O Misantropo Enjaulado

O optimismo é uma preguiça do espírito. E. Herriot

Monday, October 24, 2005

Leitura Matinal -158

Tem a desilusão dois irmãos menos conhecidos, porém
igualmente eficientes: o cansaço e a saturação. Os três,
operando articuladamente, ou a solo, criam para si a
prerrogativa de eliminar a vitalidade humana. Mas só
conseguem levar a água ao seu moinho quando a mudança
destruiu uma aplicação pouco recomendável de um todo
humano: a crença, alimentada sem crítica, na sublimidade
de lutas vãs, ou a viciação apartada das exigências espirituais
numa contraditória concepção, a dos prazeres automáticos.
Optar e fruir podem contribuir para o completo curso da vida,
desde que se não inferiorize o desempenho do interesse
reflexivo e inquiridor. Quando se dá essa morte, está prometida
a hipnótica atracção pelo nada que, impossível de pensar, é
facílimo de desejar.
Sempre experimentei a tentação de dar um conteúdo mais
complexo a este poema, substituindo, no segundo verso, "espora"
por "espera". Embora a perda seguinte mantivesse o tom da
obra, ter-se-ia aberto a passagem a um raio de luz salvador
para muitos que, dele precisando sem o notarem, quisessem agir
de acordo com a Sugestão incorporada.
De Charles Baudelaire, via Fernando Pinto do
Amaral,

O GOSTO DO NADA

Espírito inerte, a quem as lutas agradavam,
A Esperança, cuja espora te atiçava o ardor,
Já não te quer montar! Deita-te sem pudor,
Velho corcel, já trôpego a cada obstáculo.

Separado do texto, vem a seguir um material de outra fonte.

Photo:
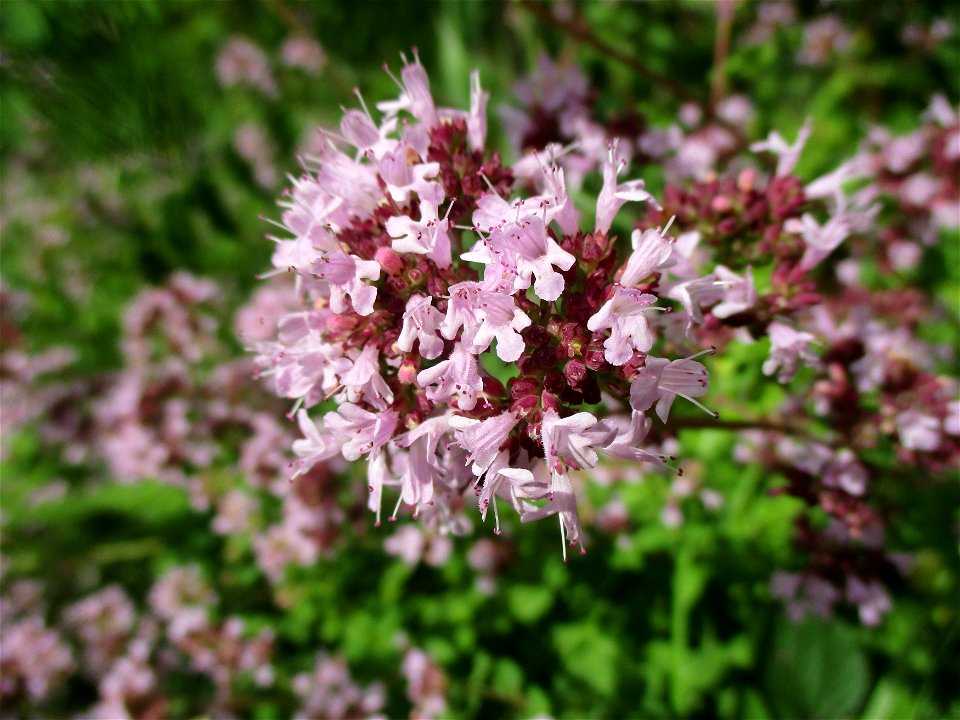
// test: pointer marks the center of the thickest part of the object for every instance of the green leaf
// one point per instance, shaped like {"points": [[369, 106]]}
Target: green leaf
{"points": [[588, 656], [528, 603], [816, 670]]}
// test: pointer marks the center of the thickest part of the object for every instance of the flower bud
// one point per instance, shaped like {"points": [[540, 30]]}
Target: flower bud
{"points": [[575, 373], [389, 260]]}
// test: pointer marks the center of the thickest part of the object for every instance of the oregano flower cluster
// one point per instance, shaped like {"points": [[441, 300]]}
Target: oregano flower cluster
{"points": [[422, 262], [482, 337]]}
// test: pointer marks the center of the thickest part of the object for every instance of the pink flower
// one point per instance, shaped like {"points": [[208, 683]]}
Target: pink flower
{"points": [[363, 380], [423, 466], [527, 250], [625, 315], [572, 439], [315, 447], [344, 275], [516, 484], [402, 177], [651, 252], [660, 381], [483, 439], [612, 196], [477, 119], [821, 240], [563, 503], [787, 348], [458, 376], [485, 315], [364, 432], [918, 431], [788, 154], [421, 321], [427, 236]]}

Desiste, coração; dorme em paz como um bruto.

Para ti, velho malandro, ó espírito vencido!
Já não tem gosto o amor, assim como a batalha;
Adeus, tinir do cobre e suspiros da flauta!
Prazeres, não tenteis mais este peito sombrio!

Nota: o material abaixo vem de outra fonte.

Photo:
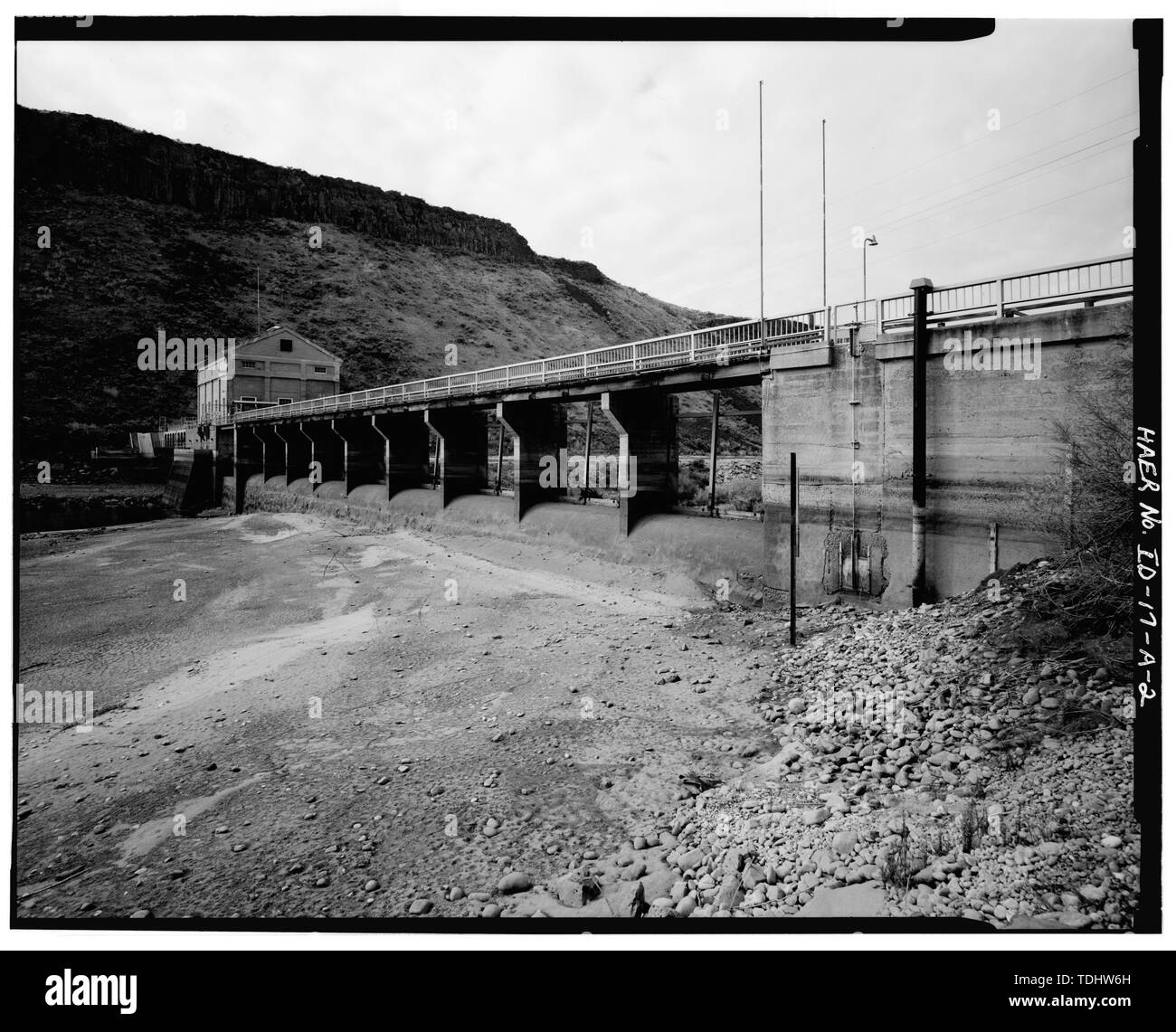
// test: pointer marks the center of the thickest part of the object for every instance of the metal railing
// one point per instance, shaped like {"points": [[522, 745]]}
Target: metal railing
{"points": [[722, 345], [1055, 287]]}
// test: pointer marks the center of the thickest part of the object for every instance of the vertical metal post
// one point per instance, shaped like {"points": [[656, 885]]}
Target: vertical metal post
{"points": [[714, 450], [761, 216], [794, 548], [824, 247], [498, 476], [922, 289], [583, 493]]}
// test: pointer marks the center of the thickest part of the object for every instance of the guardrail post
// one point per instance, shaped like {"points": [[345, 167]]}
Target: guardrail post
{"points": [[922, 289]]}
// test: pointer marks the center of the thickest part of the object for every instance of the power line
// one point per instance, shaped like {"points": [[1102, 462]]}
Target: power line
{"points": [[953, 203], [975, 194], [986, 172], [1006, 218], [1010, 126]]}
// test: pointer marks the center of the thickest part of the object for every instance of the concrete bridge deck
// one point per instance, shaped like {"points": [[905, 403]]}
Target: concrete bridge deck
{"points": [[836, 388]]}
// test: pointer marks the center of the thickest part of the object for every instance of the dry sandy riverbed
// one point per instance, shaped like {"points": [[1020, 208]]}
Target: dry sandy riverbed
{"points": [[332, 721]]}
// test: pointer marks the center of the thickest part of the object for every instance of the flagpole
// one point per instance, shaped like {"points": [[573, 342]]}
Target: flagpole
{"points": [[763, 341], [824, 248]]}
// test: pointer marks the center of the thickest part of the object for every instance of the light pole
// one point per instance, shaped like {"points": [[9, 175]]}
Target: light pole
{"points": [[870, 241]]}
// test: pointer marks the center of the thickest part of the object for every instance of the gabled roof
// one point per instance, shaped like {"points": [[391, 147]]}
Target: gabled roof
{"points": [[274, 330]]}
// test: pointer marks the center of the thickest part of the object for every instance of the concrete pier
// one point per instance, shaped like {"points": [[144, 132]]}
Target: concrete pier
{"points": [[540, 431], [463, 450]]}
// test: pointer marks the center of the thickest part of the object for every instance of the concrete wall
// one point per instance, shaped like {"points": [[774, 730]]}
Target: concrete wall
{"points": [[992, 447], [995, 467], [710, 557]]}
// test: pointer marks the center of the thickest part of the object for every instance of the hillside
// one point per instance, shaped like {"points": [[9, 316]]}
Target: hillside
{"points": [[147, 232]]}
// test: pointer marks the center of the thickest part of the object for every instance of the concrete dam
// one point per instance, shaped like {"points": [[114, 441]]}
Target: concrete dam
{"points": [[1010, 367]]}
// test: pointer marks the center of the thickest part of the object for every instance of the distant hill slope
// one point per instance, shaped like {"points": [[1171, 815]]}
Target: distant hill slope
{"points": [[151, 232]]}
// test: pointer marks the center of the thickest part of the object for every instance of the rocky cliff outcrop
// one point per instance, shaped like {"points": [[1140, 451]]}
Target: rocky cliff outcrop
{"points": [[97, 156]]}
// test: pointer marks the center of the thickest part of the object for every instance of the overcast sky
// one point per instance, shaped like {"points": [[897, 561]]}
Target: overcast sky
{"points": [[648, 152]]}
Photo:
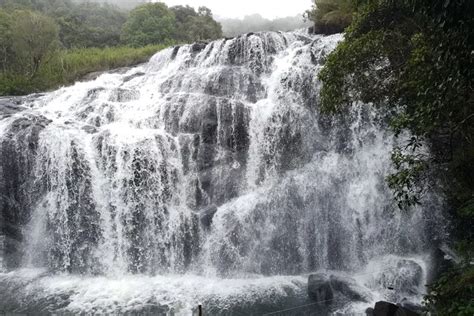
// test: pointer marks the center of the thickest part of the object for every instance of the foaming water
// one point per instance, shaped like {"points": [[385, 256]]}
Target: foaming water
{"points": [[204, 175]]}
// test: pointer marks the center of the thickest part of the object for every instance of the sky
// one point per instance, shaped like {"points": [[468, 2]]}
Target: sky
{"points": [[239, 8]]}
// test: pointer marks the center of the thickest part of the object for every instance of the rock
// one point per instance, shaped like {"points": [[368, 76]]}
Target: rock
{"points": [[347, 288], [319, 288], [199, 46], [323, 287], [404, 276], [405, 303], [206, 216], [9, 107], [388, 309], [89, 129]]}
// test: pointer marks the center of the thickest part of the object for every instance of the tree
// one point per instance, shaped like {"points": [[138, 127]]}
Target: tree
{"points": [[195, 26], [5, 40], [90, 25], [414, 59], [35, 39], [331, 16], [151, 23]]}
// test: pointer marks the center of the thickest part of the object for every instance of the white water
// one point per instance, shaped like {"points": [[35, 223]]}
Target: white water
{"points": [[130, 163]]}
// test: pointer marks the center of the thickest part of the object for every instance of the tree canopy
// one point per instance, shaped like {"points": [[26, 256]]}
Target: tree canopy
{"points": [[414, 59], [150, 23]]}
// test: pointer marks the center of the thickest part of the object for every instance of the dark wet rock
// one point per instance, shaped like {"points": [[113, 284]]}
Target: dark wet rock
{"points": [[388, 309], [17, 161], [327, 289], [319, 288], [123, 95], [407, 304], [347, 288], [94, 75], [206, 216], [133, 76], [175, 52], [404, 277], [9, 107], [89, 129]]}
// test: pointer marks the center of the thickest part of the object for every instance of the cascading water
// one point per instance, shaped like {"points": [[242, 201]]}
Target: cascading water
{"points": [[205, 175]]}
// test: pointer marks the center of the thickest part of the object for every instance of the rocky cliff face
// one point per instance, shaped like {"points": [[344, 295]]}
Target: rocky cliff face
{"points": [[210, 159]]}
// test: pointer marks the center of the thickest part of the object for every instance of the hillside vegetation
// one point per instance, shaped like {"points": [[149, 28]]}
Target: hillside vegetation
{"points": [[48, 43], [414, 59]]}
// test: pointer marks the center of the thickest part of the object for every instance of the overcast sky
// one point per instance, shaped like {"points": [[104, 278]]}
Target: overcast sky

Perdeu já o perfume a bela Primavera!

E engole-me o Tempo, minuto a minuto,
Tal como a neve imensa a um corpo enregelado;
Contemplo cá de cima o globo arredondado
Sem já nele procurar uma choça, um reduto.

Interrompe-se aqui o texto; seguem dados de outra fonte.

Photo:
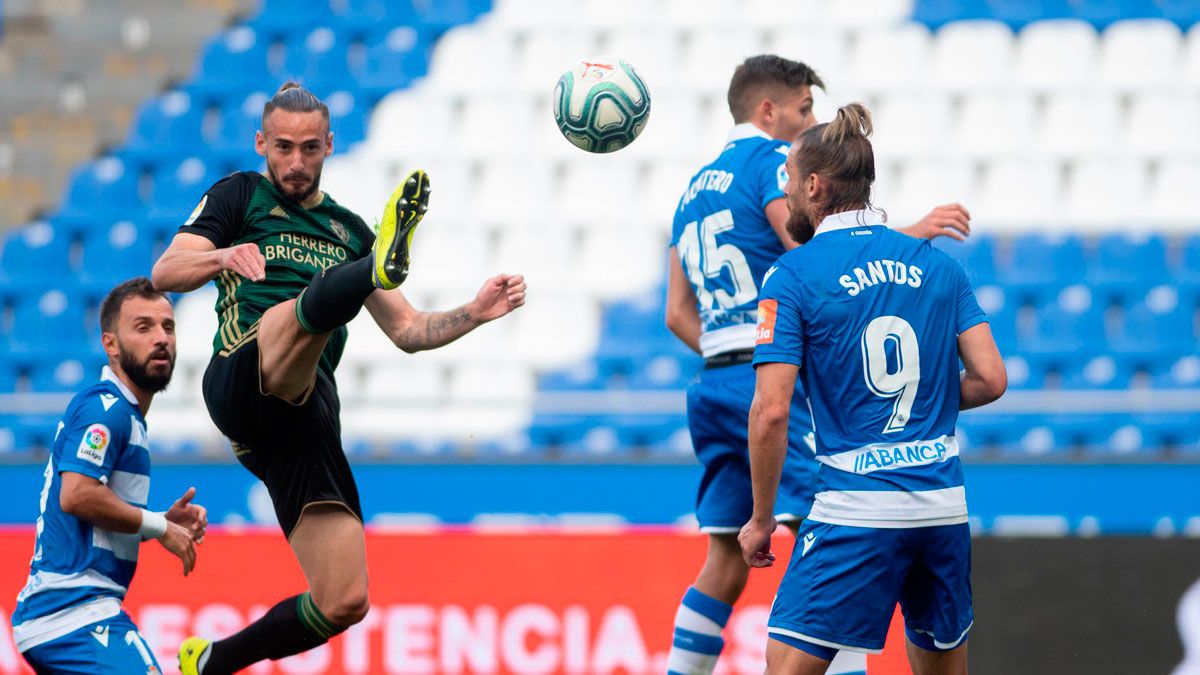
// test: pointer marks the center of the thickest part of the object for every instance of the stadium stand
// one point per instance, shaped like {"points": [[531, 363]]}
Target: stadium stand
{"points": [[1047, 119]]}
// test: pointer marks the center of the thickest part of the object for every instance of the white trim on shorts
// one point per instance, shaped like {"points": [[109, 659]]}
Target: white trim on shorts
{"points": [[820, 641]]}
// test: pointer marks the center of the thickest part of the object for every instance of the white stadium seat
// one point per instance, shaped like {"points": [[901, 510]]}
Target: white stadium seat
{"points": [[1140, 54], [1056, 55], [973, 55]]}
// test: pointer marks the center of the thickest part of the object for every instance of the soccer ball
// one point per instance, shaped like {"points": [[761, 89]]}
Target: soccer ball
{"points": [[601, 105]]}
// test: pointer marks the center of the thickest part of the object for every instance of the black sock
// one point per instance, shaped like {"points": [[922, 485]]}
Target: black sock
{"points": [[335, 296], [293, 626]]}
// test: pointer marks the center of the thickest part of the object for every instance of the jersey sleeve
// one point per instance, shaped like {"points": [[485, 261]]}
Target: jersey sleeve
{"points": [[94, 437], [967, 312], [221, 214], [771, 174], [780, 333]]}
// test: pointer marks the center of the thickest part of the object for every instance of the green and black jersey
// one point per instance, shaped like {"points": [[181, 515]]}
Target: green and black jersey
{"points": [[298, 243]]}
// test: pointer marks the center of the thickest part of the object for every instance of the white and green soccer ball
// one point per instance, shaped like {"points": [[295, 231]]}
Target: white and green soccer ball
{"points": [[601, 105]]}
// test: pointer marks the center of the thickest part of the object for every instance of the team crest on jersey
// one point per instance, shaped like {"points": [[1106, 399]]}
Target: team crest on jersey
{"points": [[340, 231], [197, 210], [766, 332], [94, 444]]}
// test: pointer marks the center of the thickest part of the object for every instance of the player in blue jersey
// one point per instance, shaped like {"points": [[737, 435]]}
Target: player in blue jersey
{"points": [[94, 517], [874, 323], [729, 228]]}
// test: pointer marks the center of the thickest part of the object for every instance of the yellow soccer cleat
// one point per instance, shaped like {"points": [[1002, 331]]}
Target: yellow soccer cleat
{"points": [[190, 653], [394, 234]]}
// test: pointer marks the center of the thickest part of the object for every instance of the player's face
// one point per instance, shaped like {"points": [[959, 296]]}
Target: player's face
{"points": [[793, 114], [799, 219], [145, 341], [295, 147]]}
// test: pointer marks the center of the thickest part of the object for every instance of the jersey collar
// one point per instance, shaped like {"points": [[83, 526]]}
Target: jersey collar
{"points": [[107, 374], [745, 130], [847, 220]]}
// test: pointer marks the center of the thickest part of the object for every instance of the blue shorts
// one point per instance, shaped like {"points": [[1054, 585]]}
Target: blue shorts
{"points": [[843, 585], [718, 417], [112, 645]]}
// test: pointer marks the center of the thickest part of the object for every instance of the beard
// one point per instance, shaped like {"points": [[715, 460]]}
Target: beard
{"points": [[799, 225], [141, 372], [293, 195]]}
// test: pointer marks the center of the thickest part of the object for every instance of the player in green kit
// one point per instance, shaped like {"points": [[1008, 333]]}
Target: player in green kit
{"points": [[293, 268]]}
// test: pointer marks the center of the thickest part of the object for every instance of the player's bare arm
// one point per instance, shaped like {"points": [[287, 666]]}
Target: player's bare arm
{"points": [[414, 330], [769, 414], [192, 261], [984, 378], [91, 501], [683, 317]]}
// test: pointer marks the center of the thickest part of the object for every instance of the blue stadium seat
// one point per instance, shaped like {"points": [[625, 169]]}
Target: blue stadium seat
{"points": [[318, 60], [102, 190], [977, 256], [1122, 268], [34, 256], [1103, 12], [277, 19], [178, 190], [1159, 324], [1019, 13], [1186, 13], [234, 63], [441, 16], [936, 13], [48, 322], [120, 252], [166, 127], [1039, 266], [1072, 326], [394, 61]]}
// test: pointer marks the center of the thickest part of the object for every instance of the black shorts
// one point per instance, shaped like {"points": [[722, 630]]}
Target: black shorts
{"points": [[295, 449]]}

Avalanche, não queres arrastar-me na queda?

1 Comments:

  • At 11:14 AM, Anonymous Anonymous said…

    Para ...

    Esta noite o vento ceifa os bosques e
    uma raiva sacode a terra. Se a voz
    do mar chamasse pelas velas, os estreitos
    aguardariam um naufrágio. E se dissesses
    o meu nome eu morreria de amor.

    Devo, por isso, afastar-me de ti - não por ter medo de morrer (que é de já não ter que tenho medo), mas porque a chuva
    que devora as esquinas é a única canção
    que se ouve esta noite sobre o teu silêncio.